The job of chief executive officer pays well — and even better when an incumbent CEO is working with a newly hired CFO.
Researchers at Duke University’s Fuqua School of Business studied more than 23 years of data from S&P 1500 firms. They found that CEOs took home an average of 10% more compensation when working with a finance chief who was hired after them (known as a “co-opted” CFO).
The study, “CFO Co-option and CEO Compensation” (forthcoming in the INFORMS journal Management Science), offers quantifiable insights into a phenomenon that is difficult to document: the influence CEOs have on colleagues who could potentially increase their pay.
Previous research has shown that CEOs may exert influence up the chain of command on a co-opted board. Specifically, when newly appointed board members work with an incumbent CEO, the board’s oversight is also weaker and CEO compensation is as much as 20% higher, the school notes.
The Fuqua study looks at what happens working in the opposite direction, down the chain of command, when CEOs lean on their CFOs.
“CEOs ultimately have power over CFOs, arguably more so when the CEO played a role in hiring the CFO,” said study co-author Bill Mayew, a Fuqua accounting professor. “They may pressure CFOs to manage earnings to help the firm meet, or just barely beat, earnings targets from financial analysts. Those reported earnings and the response in stock prices can then drive up a portion of the CEO’s compensation.”
With CEOs in the study earning a median pay package of $3.19 million a year, a 10% premium for incumbents was more than $300,000, compared to those working with finance chiefs hired by their predecessors.
Chief executives were most likely to see the higher pay during the first three years of the co-opted CFO’s tenure, when the finance leader may have been most amenable to the boss’s influence, Mayew said.
“If you’re a brand new CFO, you don’t want to displease your boss and risk getting fired,” Mayew said. “Over time, a CFO builds up allies in the firm, which might give them more power to voice their opinion and apply accounting rules neutrally rather than pushing the boundary.”
The researchers used nearly 18,000 data points from 1993 to 2015 to illustrate an association between co-opted CFOs and CEO compensation. The data indicated that such finance chiefs helped companies achieve analyst-based earnings targets through earnings management.

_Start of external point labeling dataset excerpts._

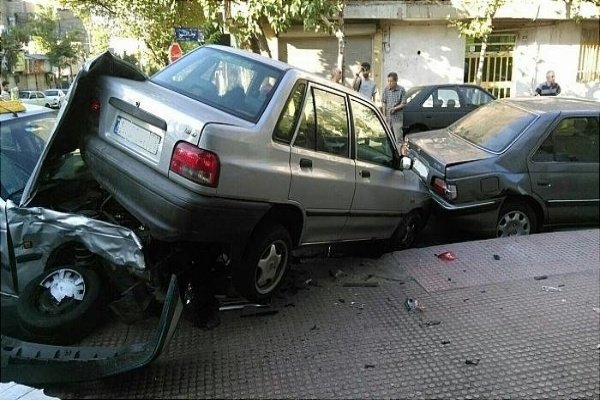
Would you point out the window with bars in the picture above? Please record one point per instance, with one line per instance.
(588, 69)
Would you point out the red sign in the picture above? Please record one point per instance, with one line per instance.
(174, 52)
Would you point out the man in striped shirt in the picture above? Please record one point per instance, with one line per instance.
(548, 88)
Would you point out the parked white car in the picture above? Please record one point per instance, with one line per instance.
(55, 97)
(34, 97)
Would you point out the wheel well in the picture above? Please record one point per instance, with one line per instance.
(537, 208)
(288, 216)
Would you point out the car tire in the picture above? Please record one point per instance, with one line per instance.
(264, 264)
(65, 321)
(407, 231)
(516, 218)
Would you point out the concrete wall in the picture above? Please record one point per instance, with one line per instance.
(553, 46)
(423, 54)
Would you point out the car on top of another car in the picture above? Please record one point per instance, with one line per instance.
(231, 150)
(515, 166)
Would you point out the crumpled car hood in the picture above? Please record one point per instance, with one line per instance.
(35, 232)
(65, 136)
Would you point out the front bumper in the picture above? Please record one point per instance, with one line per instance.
(35, 363)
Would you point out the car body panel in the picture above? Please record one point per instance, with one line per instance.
(564, 191)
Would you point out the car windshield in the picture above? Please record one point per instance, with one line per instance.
(493, 127)
(229, 82)
(22, 141)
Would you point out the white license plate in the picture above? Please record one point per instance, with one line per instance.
(420, 168)
(137, 135)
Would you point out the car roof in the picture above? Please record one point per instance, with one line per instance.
(30, 109)
(554, 104)
(257, 57)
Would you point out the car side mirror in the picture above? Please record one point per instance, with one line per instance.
(405, 163)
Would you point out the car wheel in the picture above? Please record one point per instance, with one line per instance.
(264, 264)
(516, 219)
(406, 233)
(61, 305)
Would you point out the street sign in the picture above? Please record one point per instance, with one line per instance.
(189, 34)
(175, 52)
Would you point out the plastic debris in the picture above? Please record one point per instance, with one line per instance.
(360, 284)
(413, 305)
(446, 256)
(336, 274)
(551, 289)
(260, 313)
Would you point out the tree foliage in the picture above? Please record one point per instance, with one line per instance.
(246, 20)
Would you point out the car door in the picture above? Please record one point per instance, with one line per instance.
(379, 199)
(322, 171)
(442, 107)
(564, 170)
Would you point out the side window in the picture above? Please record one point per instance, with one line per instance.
(573, 140)
(284, 130)
(306, 132)
(373, 145)
(449, 98)
(332, 123)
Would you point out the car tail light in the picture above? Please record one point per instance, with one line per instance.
(441, 187)
(195, 164)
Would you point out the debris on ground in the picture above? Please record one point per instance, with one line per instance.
(551, 289)
(446, 256)
(336, 274)
(360, 284)
(413, 305)
(263, 313)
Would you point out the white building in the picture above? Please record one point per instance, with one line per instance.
(415, 40)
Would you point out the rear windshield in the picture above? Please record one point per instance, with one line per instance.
(232, 83)
(493, 127)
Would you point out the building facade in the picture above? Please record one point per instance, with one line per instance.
(416, 40)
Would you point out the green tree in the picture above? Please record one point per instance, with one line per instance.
(247, 20)
(479, 27)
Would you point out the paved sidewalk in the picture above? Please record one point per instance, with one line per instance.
(341, 329)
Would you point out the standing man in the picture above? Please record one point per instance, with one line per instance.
(363, 83)
(548, 88)
(393, 95)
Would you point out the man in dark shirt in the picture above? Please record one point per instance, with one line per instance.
(548, 88)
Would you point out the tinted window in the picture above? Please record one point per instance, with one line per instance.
(442, 98)
(284, 130)
(475, 96)
(573, 140)
(22, 141)
(230, 82)
(372, 142)
(493, 127)
(332, 123)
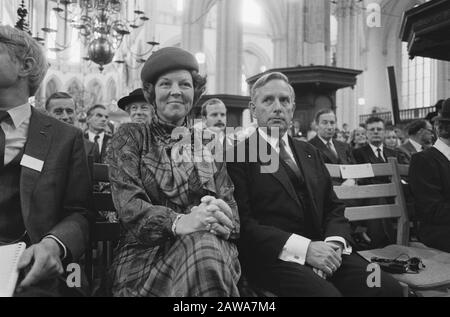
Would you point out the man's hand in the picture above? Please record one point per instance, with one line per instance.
(45, 260)
(322, 256)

Patterns in the data before and after the passage of the Sarbanes-Oxley Act (SOX) in 2002 showed that CFOs “predictably shifted how they delivered benchmark-beating earnings,” said co-author John Heater, a Fuqua assistant professor of accounting.
Prior to the tighter regulations and scrutiny of SOX, finance chiefs had more discretion when reporting earnings, such as adjusting estimates or reported accruals to meet earnings targets.
When SOX increased regulatory pressure on CFOs, accounting practices again shifted, from adjusting estimates on paper to actually making different business decisions to move numbers (known as “real” earnings management), Heater said.
“Managers can decide to run their operations differently, and in a way that promotes short-term earnings, such as cutting spending on research and development, or via overproduction or other methods that boost profits today but can hurt the firm tomorrow,” Heater said.
He added, “This may not be an immediate concern to corporate executives who, based on their average tenure, may not be around in the long run to face the negative implications of their decisions. This is why it’s so important that boards and their hiring committees be cognizant that this power dynamic between the CEO and CFO exists, and to consider that when hiring and overseeing these roles.”
For CFOs who find themselves subject to undue pressure from a CEO, Mayew encourages them to establish support within the company.
“Get connected, make friends, and ask questions in a way that puts your voice out there more broadly within the firm,” he said. “Responses from colleagues can help calibrate who’s willing to listen and who’s willing to stand up against undue pressure in the organization.”
In addition to Mayew and Heater, co-authors of the paper included Shane Dikolli of the University of Virginia and Mani Sethuraman of Cornell University.